Reserve Bank will review the timeline and amount, depending upon market conditions
Heightened volatility in capital markets in reaction to COVID-19 has imposed liquidity strains on mutual funds (MFs), which have intensified in the wake of redemption pressures related to closure of some debt MFs and potential contagious effects therefrom. The stress is, however, confined to the high-risk debt MF segment at this stage; the larger industry remains liquid.The RBI has stated that it remains vigilant and will take whatever steps are necessary to mitigate the economic impact of COVID-19 and preserve financial stability. With a view to easing liquidity pressures on MFs, it has been decided to open a special liquidity facility for mutual funds of Rs 50,000 crore.
Under the SLF-MF, the RBI shall conduct repo operations of 90 days tenor at the fixed repo rate. The SLF-MF is on-tap and open-ended, and banks can submit their bids to avail funding on any day from Monday to Friday (excluding holidays). The scheme is available from today i.e., 27 April 2020 till May 11, 2020 or up to utilization of the allocated amount, whichever is earlier. The Reserve Bank will review the timeline and amount, depending upon market conditions.

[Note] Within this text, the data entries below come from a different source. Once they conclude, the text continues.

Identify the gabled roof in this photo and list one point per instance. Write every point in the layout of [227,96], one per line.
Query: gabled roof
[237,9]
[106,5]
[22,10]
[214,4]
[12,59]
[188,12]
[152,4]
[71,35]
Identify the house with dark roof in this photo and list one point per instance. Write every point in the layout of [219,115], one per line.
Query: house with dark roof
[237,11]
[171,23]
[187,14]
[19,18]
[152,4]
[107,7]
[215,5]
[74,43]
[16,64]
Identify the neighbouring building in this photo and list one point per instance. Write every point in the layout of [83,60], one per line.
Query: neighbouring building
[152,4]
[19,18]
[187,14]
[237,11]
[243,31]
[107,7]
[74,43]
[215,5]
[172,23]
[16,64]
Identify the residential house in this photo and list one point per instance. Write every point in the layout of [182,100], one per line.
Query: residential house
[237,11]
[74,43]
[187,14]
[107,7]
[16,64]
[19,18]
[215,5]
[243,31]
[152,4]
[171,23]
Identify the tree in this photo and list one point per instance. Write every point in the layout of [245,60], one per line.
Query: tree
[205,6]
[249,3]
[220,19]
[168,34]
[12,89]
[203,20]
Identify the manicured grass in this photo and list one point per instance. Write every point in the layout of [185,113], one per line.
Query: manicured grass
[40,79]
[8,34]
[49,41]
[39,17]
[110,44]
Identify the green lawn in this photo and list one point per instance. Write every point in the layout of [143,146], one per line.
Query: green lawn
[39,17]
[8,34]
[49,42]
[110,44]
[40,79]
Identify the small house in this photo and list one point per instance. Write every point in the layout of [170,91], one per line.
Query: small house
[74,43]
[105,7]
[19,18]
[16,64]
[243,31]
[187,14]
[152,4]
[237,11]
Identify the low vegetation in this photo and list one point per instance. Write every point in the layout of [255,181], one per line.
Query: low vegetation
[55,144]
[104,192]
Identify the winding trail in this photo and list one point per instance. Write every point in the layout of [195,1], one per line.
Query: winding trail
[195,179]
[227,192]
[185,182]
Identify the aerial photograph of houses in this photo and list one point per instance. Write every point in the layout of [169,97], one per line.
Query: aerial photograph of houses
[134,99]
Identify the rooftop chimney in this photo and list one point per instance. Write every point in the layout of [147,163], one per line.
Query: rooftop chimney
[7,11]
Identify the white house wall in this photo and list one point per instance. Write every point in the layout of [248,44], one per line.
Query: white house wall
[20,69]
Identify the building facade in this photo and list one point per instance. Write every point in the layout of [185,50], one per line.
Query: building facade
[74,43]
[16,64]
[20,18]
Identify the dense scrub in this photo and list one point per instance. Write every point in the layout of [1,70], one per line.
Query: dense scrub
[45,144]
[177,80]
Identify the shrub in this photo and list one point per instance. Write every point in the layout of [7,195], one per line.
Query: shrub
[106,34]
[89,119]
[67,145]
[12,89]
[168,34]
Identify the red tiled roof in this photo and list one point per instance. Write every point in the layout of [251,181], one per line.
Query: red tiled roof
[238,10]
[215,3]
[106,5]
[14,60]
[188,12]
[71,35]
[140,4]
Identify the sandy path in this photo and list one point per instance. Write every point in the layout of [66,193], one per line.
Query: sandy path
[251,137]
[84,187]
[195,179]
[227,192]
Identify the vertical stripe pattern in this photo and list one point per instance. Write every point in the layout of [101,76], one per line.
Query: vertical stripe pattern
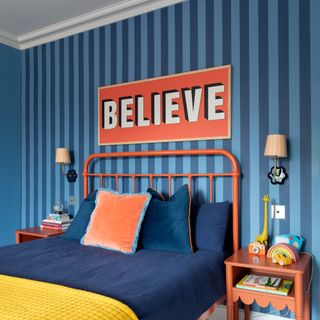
[274,50]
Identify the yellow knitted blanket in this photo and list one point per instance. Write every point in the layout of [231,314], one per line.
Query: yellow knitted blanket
[23,299]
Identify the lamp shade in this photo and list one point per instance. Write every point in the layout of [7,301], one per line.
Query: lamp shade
[276,146]
[62,156]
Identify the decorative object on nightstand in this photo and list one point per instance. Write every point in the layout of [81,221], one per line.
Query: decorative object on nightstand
[276,147]
[63,158]
[60,222]
[283,253]
[29,234]
[243,263]
[58,207]
[261,244]
[295,241]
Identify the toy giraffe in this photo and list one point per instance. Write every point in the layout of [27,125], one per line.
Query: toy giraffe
[263,237]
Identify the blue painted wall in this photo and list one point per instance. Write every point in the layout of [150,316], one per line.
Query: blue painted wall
[274,49]
[10,146]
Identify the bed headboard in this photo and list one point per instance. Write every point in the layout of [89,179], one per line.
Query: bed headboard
[234,174]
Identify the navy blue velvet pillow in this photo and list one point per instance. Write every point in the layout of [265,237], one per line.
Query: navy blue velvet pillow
[211,225]
[79,225]
[166,224]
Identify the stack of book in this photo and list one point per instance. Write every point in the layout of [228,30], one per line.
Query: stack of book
[265,284]
[59,222]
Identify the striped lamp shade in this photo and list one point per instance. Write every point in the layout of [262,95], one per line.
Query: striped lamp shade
[276,146]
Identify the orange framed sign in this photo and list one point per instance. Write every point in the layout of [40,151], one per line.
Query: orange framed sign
[182,107]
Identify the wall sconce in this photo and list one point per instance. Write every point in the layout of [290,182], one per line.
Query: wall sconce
[63,158]
[276,147]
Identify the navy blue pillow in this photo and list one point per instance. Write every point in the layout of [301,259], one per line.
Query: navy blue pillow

Funds availed under the SLF-MF shall be used by banks exclusively for meeting the liquidity requirements of MFs by (1) extending loans, and (2) undertaking outright purchase of and/or repos against the collateral of investment grade corporate bonds, commercial papers (CPs), debentures and certificates of Deposit (CDs) held by MFs.
Liquidity support availed under the SLF-MF would be eligible to be classified as held to maturity (HTM) even in excess of 25% of total investment permitted to be included in the HTM portfolio. Exposures under this facility will not be reckoned under the Large Exposure Framework (LEF). The face value of securities acquired under the SLF-MF and kept in the HTM category will not be reckoned for computation of adjusted non-food bank credit (ANBC) for the purpose of determining priority sector targets/sub-targets. Support extended to MFs under the SLF-MF shall be exempted from banks' capital market exposure limits.